How to do Full Text Search with SQLite
SQLite has a powerful way to add new functionality via loadable extensions. The first-party ones include fts5, json1 and a couple others.
When building applications it is common to add searching features based on data coming from tables and you may already have queries for fuzzy searching with LIKE. You may be excited to hear that SQLite can easily add fully query capabilities over a dataset all with just a simple MATCH keyword. 👀
Creating your first search index
Full text search in SQLite requires storing the index in VIRTUAL tables, which allow for optimized storage of the index based on the queries we will execute against it.
You can create the virtual table for the index making sure to include the USING directive for the fts5 target.
CREATE VIRTUAL TABLE posts_fts USING fts5 (
title,
description,
content,
content=posts,
content_rowid=id
);
Text IDs are also supported instead of just INTEGERS.This is a standard callout. You can customize its content and even the icon.
Contentless tables
You can also create a contentless table that will not be based on any existing tables:
CREATE VIRTUAL TABLE example_fts USING fts5 (
name,
description,
content=''
);
Keeping the index up to date
By having the source content be stored in another table we need to make sure to keep both tables in sync and avoid updating the index in a hot path when trying to make a query.

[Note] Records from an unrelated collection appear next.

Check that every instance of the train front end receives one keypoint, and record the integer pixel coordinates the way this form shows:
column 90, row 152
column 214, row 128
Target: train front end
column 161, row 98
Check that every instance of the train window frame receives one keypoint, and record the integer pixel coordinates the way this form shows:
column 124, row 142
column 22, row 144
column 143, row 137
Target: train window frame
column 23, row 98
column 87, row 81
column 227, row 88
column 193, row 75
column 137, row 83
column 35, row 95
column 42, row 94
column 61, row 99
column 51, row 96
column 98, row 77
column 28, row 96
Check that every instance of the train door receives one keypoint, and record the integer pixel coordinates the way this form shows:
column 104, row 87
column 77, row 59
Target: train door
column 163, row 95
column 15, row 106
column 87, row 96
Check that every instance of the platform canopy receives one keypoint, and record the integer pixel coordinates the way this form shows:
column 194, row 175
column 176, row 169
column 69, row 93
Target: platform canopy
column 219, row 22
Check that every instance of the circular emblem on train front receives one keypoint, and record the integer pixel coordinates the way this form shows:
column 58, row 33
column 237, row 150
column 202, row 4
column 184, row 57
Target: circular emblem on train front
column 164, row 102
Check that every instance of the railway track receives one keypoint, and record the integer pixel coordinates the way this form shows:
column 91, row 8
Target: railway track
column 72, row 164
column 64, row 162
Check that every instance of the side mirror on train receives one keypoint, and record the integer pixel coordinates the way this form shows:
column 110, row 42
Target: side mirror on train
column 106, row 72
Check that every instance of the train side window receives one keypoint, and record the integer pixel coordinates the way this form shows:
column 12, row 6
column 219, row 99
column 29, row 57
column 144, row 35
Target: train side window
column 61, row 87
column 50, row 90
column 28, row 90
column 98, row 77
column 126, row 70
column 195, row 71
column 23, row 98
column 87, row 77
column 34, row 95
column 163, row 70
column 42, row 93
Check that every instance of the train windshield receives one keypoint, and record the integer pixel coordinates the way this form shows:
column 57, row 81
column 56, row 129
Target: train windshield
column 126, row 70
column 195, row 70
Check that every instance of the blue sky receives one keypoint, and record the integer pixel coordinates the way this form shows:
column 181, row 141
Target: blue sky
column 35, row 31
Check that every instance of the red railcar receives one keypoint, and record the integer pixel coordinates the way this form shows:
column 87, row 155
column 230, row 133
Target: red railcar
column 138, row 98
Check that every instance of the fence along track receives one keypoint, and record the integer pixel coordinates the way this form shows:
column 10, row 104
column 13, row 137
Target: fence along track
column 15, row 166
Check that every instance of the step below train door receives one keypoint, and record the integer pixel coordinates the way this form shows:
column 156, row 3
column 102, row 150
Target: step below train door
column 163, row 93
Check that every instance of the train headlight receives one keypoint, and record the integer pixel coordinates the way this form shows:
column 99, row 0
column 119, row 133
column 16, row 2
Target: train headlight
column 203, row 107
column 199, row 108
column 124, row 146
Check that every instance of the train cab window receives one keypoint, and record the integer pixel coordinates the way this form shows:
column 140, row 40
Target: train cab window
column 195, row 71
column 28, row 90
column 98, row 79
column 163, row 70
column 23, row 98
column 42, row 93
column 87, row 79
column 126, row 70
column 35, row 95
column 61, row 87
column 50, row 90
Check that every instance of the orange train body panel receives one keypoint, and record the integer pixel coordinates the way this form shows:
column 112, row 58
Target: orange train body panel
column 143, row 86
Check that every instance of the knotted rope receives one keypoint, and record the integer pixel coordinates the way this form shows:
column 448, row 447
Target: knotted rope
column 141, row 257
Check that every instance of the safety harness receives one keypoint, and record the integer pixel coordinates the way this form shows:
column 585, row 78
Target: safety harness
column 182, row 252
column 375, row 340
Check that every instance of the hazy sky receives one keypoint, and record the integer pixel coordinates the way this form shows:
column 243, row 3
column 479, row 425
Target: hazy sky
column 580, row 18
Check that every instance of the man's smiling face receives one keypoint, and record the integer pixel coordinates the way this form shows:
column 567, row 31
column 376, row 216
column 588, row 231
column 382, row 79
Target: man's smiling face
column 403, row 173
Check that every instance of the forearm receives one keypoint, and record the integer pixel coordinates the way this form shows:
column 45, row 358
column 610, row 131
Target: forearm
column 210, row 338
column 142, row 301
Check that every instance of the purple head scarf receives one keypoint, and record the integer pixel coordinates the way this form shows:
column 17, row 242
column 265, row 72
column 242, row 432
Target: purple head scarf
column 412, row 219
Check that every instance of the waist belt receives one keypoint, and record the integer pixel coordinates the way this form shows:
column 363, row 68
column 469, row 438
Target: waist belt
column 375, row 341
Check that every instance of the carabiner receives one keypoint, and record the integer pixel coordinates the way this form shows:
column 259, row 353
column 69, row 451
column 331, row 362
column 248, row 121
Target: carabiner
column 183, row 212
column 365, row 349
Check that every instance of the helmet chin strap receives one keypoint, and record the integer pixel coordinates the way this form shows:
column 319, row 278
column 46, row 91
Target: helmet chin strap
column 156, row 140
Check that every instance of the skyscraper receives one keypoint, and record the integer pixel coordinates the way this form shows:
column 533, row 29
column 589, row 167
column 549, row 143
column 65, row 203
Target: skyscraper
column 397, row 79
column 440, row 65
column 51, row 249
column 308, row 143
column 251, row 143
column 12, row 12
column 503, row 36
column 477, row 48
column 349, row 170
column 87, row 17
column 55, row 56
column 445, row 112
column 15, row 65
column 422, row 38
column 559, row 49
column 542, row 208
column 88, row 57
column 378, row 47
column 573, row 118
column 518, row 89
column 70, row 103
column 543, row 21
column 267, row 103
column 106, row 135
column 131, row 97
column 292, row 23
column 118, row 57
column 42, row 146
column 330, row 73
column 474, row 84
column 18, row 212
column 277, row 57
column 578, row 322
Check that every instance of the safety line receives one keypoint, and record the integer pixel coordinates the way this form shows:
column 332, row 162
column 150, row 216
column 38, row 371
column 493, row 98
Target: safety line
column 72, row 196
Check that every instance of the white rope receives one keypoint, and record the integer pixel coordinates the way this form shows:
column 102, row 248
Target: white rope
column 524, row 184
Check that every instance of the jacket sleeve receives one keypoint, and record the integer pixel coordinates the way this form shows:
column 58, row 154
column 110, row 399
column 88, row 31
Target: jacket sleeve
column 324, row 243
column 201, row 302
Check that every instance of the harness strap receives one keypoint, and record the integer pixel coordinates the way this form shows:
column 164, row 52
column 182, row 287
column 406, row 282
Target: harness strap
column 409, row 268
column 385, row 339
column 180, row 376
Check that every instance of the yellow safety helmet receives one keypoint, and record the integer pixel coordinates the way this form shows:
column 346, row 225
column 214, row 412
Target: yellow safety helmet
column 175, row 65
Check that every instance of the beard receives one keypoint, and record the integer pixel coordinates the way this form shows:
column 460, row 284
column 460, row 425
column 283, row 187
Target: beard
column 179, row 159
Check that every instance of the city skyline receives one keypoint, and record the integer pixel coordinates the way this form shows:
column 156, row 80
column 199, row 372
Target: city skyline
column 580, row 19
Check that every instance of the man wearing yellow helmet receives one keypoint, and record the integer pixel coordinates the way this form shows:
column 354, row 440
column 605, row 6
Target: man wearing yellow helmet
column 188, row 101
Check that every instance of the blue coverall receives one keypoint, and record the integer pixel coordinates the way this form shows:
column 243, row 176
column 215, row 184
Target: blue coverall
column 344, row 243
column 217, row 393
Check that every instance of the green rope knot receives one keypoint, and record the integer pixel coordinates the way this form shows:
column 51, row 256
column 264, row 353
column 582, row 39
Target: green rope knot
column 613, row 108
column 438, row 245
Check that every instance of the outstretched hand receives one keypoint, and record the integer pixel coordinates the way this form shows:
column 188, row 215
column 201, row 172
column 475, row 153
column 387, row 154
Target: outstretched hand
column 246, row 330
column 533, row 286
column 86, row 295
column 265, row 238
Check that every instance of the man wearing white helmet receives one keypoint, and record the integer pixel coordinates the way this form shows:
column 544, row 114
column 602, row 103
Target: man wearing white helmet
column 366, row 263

By default when you create table it will be empty, even if the source table is populated. You do have various options for populating the index.
Update by query
If you use a contentless table or want to pull in data from a view you can update by query.
INSERT INTO posts_fts (id, title, description, content)
SELECT id, title, description, content FROM posts;
Rebuild command
Using the rebuild command it will update the index based on the content table specified.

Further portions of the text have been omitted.